In this series of submodel testing, each common and specific etiological factor was dropped individually and then together from the full ACE model. The results showed that the common C could be removed without any significant drop in fit compared to the full psychometric model. The psychometric ACE model with one common latent factor and no common C was also the most parsimonious model as judged by the lowest Akaike information criterion (AIC) value. Inspection of the path estimates within this model indicated very low values on specific A in the mothers’ scores and specific C in the fathers’ and twins’ scores, and with confidence intervals including the value of zero. Further testing showed that these paths could be dropped without significant reduction of the fit as compared to the AcEcAsCsEs model (Δ-2LL = 2.29, Δdf = 3, p = .51), leading us to the preferred model.

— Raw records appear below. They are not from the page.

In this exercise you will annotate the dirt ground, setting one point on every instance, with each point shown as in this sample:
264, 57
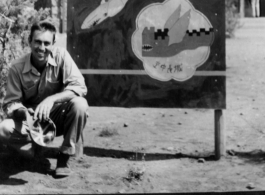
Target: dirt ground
166, 150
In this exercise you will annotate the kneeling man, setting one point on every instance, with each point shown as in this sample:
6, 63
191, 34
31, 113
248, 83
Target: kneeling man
45, 84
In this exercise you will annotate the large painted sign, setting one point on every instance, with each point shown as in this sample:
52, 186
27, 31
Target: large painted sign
151, 53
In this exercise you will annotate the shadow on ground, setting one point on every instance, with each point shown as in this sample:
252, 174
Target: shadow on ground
254, 157
11, 163
140, 156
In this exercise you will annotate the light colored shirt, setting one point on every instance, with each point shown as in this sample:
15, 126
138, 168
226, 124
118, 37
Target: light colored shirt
26, 87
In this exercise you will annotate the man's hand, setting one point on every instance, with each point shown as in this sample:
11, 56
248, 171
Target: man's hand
20, 114
44, 108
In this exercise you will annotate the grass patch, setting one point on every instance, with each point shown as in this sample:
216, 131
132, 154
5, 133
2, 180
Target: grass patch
108, 132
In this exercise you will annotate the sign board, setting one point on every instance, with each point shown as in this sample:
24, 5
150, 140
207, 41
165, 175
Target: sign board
150, 53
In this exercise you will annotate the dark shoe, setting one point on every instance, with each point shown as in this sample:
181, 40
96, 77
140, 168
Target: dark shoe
63, 167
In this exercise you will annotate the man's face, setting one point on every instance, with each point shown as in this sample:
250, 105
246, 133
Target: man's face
41, 45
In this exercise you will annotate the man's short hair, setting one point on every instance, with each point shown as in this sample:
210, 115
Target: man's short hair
44, 25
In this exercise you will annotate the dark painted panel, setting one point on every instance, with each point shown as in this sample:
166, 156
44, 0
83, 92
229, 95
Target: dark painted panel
108, 46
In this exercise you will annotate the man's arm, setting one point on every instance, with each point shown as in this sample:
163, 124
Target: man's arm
12, 101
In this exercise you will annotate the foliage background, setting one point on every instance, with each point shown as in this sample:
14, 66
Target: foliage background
16, 18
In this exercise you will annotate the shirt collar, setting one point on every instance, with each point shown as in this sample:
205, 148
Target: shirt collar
28, 66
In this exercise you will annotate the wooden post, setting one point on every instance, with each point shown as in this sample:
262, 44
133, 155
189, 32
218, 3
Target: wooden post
242, 8
219, 134
79, 147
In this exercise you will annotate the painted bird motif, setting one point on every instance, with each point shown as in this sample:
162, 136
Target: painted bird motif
106, 9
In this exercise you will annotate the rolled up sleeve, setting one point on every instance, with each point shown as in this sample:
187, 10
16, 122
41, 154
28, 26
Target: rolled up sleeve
13, 96
72, 78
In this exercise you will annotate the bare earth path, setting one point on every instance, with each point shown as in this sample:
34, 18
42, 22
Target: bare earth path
148, 141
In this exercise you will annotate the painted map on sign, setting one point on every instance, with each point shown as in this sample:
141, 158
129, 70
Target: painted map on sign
172, 39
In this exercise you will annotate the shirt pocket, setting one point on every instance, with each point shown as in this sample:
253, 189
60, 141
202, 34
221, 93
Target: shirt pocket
53, 86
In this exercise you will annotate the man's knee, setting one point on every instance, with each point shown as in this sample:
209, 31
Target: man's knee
6, 128
79, 104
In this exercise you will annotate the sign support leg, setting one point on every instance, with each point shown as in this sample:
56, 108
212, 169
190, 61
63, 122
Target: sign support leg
219, 134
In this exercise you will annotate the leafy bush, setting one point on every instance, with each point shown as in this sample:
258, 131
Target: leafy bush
16, 18
232, 17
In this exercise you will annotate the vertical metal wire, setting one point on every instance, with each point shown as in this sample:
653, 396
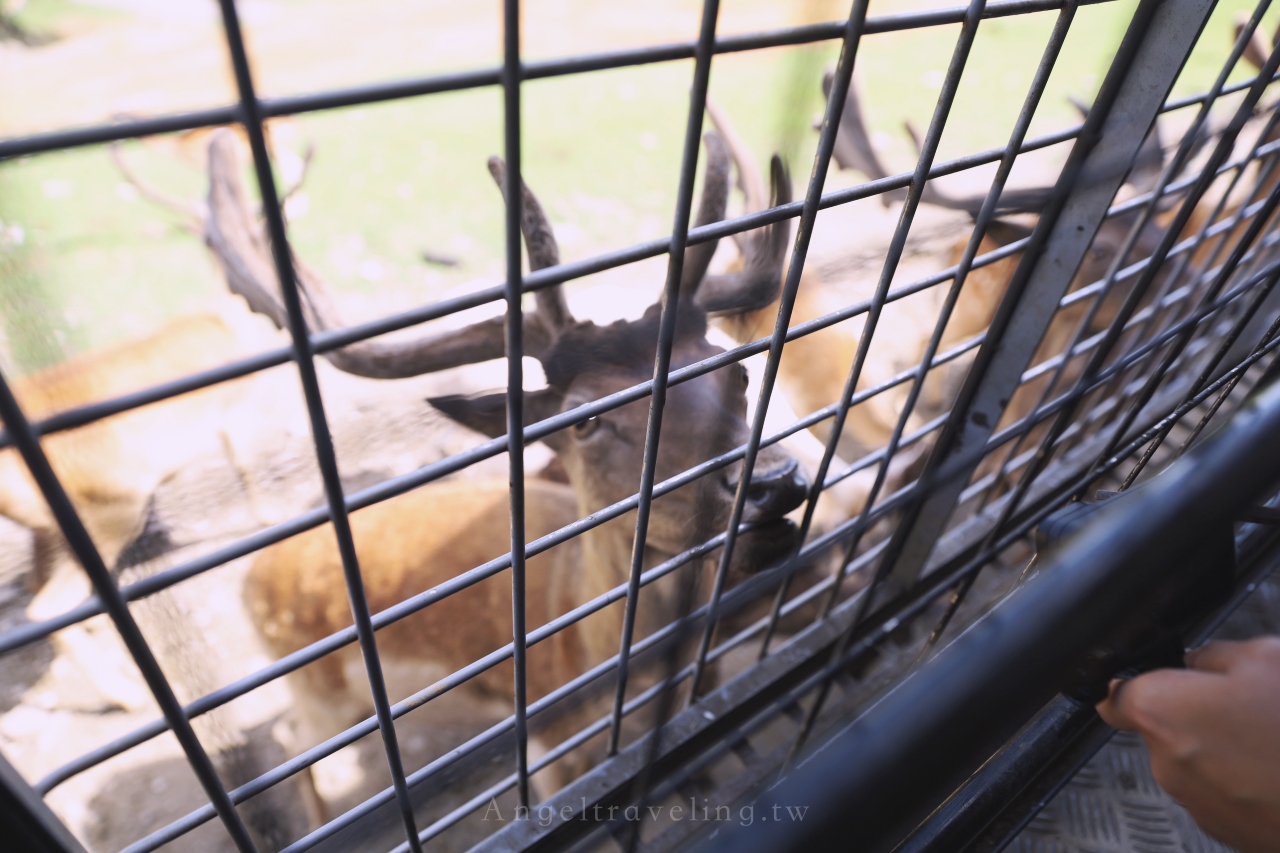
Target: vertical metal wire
1206, 374
986, 214
251, 114
1102, 351
928, 150
1197, 278
662, 357
1226, 391
1179, 342
1141, 332
86, 552
1171, 168
511, 80
800, 250
1119, 383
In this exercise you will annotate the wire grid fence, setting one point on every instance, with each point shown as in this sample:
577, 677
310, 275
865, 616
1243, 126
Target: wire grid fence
1175, 332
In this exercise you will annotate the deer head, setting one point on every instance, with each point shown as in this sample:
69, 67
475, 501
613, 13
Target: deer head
583, 361
704, 416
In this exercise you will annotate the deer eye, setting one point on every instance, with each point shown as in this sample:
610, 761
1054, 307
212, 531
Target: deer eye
584, 428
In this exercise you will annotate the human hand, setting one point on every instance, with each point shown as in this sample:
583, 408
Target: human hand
1214, 734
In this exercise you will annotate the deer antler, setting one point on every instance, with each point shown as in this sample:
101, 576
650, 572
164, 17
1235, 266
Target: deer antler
1257, 50
711, 209
191, 215
242, 250
748, 172
542, 247
763, 250
854, 149
302, 176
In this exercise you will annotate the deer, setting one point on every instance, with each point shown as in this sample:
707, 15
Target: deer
295, 589
112, 468
813, 369
984, 286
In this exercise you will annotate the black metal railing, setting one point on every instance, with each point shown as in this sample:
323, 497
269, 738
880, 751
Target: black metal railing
1183, 345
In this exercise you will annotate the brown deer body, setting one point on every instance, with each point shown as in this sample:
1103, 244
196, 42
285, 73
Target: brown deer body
295, 591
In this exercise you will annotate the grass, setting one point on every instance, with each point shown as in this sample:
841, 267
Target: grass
391, 181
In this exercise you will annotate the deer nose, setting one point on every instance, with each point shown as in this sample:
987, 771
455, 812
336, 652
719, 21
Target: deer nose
776, 488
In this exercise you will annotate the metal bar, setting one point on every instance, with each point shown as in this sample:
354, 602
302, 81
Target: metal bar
325, 456
512, 188
86, 553
924, 594
385, 617
460, 81
1174, 228
670, 306
984, 215
1153, 50
410, 606
840, 85
946, 717
1139, 288
1112, 277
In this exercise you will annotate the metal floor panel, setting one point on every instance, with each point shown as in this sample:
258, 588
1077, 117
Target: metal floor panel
1114, 804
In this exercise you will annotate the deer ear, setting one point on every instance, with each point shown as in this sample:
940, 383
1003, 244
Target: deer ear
487, 414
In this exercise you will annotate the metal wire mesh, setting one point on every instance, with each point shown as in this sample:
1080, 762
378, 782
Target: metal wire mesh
1176, 331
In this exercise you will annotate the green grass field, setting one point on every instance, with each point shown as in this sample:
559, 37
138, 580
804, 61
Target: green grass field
83, 263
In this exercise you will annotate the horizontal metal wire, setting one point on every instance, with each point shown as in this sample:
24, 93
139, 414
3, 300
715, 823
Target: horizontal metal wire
492, 76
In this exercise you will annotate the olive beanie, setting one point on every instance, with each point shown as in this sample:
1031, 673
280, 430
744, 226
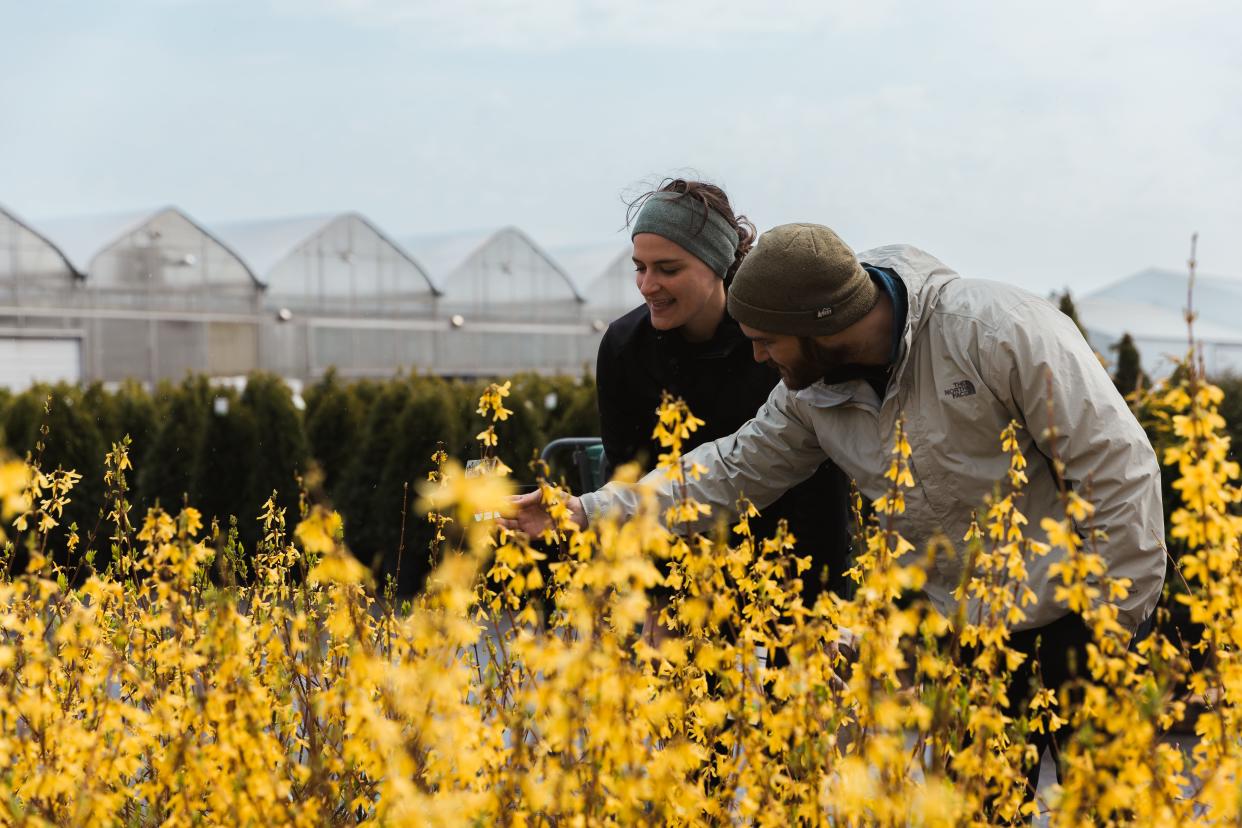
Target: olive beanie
802, 281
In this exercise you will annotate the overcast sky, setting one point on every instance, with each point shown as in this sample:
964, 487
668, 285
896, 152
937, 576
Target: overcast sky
1052, 143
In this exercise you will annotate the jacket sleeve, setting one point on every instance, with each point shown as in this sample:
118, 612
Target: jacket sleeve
617, 427
1107, 457
768, 456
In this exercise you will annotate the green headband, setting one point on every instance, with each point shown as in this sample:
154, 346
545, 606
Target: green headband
681, 220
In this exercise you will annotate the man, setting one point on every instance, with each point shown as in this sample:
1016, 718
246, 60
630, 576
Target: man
861, 340
858, 340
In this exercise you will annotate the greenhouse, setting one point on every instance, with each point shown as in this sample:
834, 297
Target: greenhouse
157, 294
35, 274
338, 293
604, 273
148, 294
332, 262
497, 273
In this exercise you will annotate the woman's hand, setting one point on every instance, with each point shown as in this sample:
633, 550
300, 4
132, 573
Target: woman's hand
530, 515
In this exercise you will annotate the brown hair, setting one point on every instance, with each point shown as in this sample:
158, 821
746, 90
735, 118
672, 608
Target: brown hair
712, 198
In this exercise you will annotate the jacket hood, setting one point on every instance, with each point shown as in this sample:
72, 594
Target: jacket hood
924, 277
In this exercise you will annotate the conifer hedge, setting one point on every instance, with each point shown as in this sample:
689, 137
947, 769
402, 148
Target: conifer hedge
358, 443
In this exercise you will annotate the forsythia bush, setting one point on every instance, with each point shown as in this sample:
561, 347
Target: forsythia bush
185, 685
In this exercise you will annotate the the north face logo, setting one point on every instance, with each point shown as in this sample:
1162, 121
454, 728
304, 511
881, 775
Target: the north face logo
960, 389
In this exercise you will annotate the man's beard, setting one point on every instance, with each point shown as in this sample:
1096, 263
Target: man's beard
817, 363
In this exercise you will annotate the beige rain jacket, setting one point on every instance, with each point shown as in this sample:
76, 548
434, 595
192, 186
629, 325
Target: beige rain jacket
975, 355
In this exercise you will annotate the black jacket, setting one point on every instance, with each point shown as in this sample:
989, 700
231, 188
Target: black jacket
723, 385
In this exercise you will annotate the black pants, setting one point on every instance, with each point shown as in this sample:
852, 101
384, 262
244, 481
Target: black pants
1058, 649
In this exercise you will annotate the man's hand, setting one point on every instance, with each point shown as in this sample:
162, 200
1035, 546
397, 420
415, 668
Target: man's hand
532, 518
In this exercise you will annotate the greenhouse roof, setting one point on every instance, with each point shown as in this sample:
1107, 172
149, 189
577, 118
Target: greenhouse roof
445, 253
586, 263
266, 242
81, 238
13, 216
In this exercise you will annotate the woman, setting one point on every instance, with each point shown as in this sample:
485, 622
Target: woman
687, 246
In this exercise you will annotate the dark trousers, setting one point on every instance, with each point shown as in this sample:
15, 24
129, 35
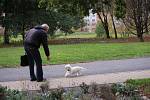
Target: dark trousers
34, 56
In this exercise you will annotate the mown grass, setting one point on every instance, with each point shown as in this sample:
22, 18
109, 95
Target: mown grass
143, 83
10, 57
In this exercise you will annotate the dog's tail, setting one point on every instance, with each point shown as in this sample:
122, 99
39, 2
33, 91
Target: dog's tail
83, 68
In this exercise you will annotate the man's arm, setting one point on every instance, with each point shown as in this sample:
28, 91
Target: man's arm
45, 45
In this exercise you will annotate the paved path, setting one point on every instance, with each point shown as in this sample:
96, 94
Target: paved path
93, 68
76, 81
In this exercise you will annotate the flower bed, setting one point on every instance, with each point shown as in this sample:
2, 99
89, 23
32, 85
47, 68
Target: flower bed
121, 91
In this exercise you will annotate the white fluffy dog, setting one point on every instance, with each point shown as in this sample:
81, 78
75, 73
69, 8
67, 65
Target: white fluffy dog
76, 70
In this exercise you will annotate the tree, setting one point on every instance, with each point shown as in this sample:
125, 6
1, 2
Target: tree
81, 8
99, 30
137, 17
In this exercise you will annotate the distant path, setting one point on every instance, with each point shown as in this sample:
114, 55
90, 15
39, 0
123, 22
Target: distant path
97, 67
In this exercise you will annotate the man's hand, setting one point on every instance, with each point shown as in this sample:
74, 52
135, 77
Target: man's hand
48, 58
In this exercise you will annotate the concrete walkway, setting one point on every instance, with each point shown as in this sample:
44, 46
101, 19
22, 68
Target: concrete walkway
76, 81
93, 68
99, 71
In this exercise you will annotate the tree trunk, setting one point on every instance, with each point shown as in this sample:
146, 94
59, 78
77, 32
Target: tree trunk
23, 29
107, 30
140, 36
116, 37
105, 25
6, 36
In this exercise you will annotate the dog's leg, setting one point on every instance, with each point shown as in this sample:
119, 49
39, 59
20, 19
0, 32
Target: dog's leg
78, 73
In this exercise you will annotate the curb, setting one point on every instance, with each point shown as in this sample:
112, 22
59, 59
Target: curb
76, 81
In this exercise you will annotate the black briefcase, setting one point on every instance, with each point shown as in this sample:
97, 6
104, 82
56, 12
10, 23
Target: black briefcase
24, 60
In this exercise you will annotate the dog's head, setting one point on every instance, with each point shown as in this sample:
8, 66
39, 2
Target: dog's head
68, 67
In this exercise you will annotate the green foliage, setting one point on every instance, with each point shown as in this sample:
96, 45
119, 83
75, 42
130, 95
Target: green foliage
139, 82
126, 91
100, 31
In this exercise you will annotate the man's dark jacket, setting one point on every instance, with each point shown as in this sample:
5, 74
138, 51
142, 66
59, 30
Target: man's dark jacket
35, 37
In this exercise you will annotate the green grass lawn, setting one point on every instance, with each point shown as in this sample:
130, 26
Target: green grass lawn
10, 57
144, 83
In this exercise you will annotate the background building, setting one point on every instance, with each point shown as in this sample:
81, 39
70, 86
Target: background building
90, 22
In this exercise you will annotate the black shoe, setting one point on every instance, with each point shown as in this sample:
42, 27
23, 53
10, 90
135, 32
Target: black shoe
41, 80
34, 79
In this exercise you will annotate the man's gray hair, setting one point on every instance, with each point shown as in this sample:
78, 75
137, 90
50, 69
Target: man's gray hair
45, 26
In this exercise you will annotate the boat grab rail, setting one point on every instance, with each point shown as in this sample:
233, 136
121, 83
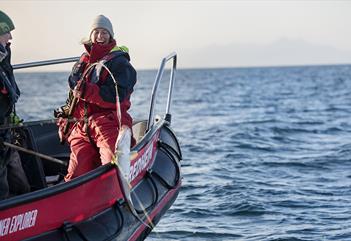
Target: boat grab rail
171, 56
45, 62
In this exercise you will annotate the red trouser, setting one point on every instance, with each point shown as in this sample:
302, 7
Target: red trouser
85, 156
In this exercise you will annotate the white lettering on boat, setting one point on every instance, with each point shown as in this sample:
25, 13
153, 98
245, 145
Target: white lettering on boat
18, 222
141, 163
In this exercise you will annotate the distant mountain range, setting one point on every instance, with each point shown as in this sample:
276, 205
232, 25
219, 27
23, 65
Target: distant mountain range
283, 52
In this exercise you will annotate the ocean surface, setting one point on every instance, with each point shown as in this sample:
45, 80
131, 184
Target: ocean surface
267, 151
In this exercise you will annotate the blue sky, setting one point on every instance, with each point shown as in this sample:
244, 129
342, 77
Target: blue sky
203, 33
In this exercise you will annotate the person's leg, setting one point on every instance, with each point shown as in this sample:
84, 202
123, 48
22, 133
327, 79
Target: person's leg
17, 179
83, 157
105, 132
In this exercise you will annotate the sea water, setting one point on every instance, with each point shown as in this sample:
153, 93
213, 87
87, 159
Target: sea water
266, 151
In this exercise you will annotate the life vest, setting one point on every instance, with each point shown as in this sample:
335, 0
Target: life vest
81, 65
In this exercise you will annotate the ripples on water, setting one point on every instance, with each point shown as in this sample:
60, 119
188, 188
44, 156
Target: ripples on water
266, 150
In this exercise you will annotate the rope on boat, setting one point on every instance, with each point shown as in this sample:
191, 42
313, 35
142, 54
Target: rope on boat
46, 157
115, 161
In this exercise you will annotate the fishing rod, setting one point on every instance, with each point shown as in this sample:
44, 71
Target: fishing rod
45, 62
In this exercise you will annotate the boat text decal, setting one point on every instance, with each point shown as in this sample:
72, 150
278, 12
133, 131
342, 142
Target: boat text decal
18, 222
141, 163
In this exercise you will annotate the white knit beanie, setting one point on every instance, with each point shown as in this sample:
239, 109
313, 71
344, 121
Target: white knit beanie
102, 22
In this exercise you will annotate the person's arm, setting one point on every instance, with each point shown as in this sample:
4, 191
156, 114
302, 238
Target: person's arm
104, 94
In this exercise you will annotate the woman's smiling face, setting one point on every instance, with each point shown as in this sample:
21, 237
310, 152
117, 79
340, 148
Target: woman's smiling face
100, 36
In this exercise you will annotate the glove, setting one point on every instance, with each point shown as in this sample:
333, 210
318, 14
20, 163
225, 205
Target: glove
15, 120
61, 112
62, 123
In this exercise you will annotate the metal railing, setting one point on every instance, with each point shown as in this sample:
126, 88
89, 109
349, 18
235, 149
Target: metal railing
172, 56
45, 62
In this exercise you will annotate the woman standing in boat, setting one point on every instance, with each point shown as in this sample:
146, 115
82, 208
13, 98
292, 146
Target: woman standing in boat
92, 100
13, 180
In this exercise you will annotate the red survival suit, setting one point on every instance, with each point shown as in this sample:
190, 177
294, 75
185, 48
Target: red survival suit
92, 138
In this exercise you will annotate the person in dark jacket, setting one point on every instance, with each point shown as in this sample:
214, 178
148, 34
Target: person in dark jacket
93, 135
13, 180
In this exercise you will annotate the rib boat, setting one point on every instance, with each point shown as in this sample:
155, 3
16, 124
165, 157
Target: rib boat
95, 206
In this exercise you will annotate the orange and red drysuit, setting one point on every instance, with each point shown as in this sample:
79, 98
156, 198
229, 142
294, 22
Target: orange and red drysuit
92, 138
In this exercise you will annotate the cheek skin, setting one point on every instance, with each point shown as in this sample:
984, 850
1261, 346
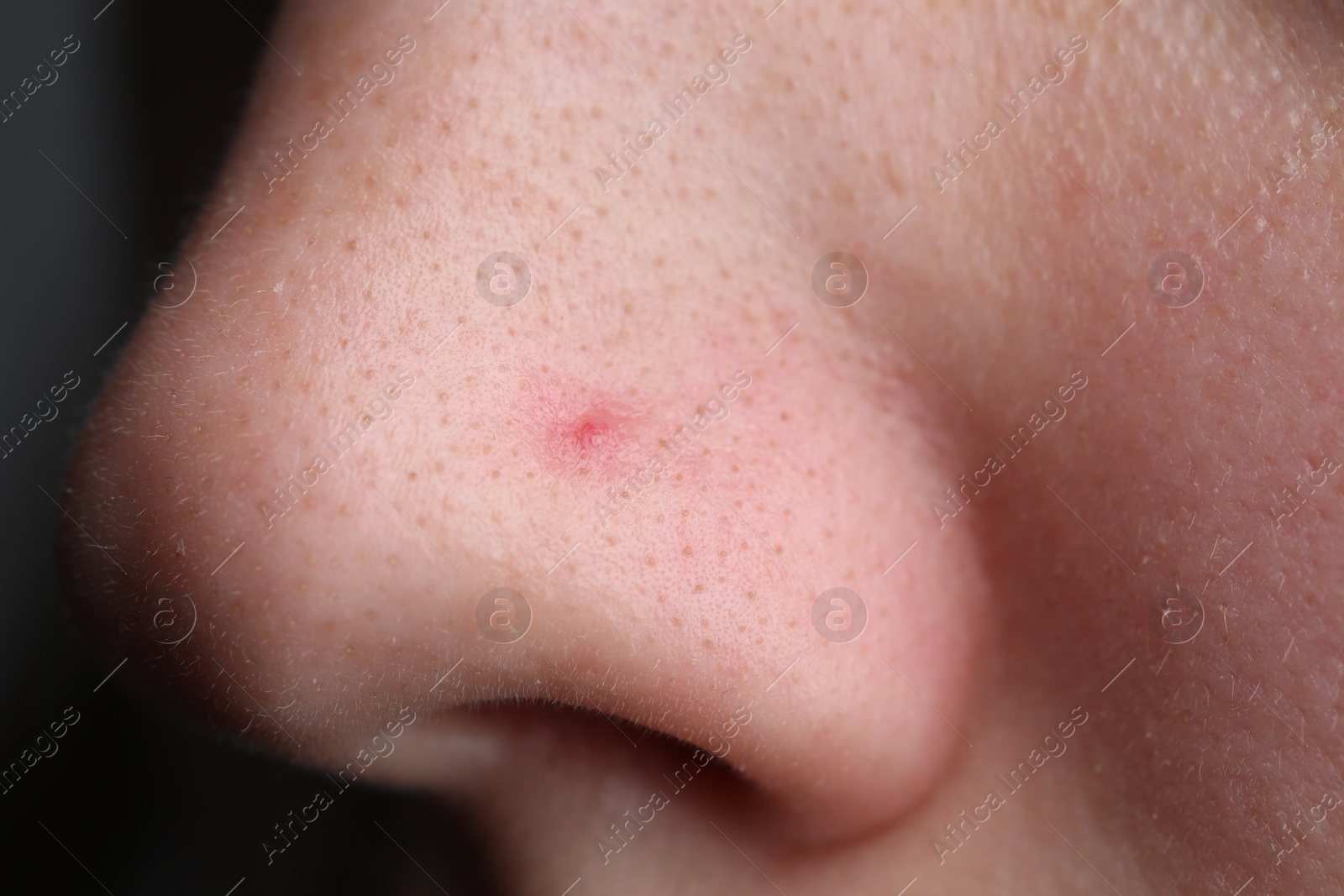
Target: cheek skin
698, 595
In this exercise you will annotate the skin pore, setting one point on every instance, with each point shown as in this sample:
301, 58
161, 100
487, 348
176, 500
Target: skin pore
1025, 631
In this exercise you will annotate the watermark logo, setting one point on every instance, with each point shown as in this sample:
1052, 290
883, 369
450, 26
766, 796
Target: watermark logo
168, 281
839, 280
503, 280
503, 616
839, 616
1179, 616
1175, 280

Figure 2 shows the standardized and squared path estimates in the final model with confidence intervals. The results showed that general self-efficacy in youths as measured by three informants could be modeled by means of a common latent psychometric factor with a pronounced additive genetic component accounting for three-quarters of the common factor variance. The remaining one-quarter variance was attributable to (error-free) non-shared environmental effects. There was no shared environmental effect on the common factor in this model. The figure also shows that the effect of the common self-efficacy factor was largest on the mothers’ ratings, and somewhat smaller in the scores of the fathers’ and twins’ self-ratings (arrows pointing from the common factor to each of the informants’ observed scores). The informant-specific additive genetic effects were strongest in the fathers’ scores, while these effects were non-significant in the mothers’ scores. There was a small but significant shared environmental effect within the mothers’ scores that was not replicated in the scores of other informants. The informant-specific environmental effects (including random measurement error) were strongest in the twins’ scores.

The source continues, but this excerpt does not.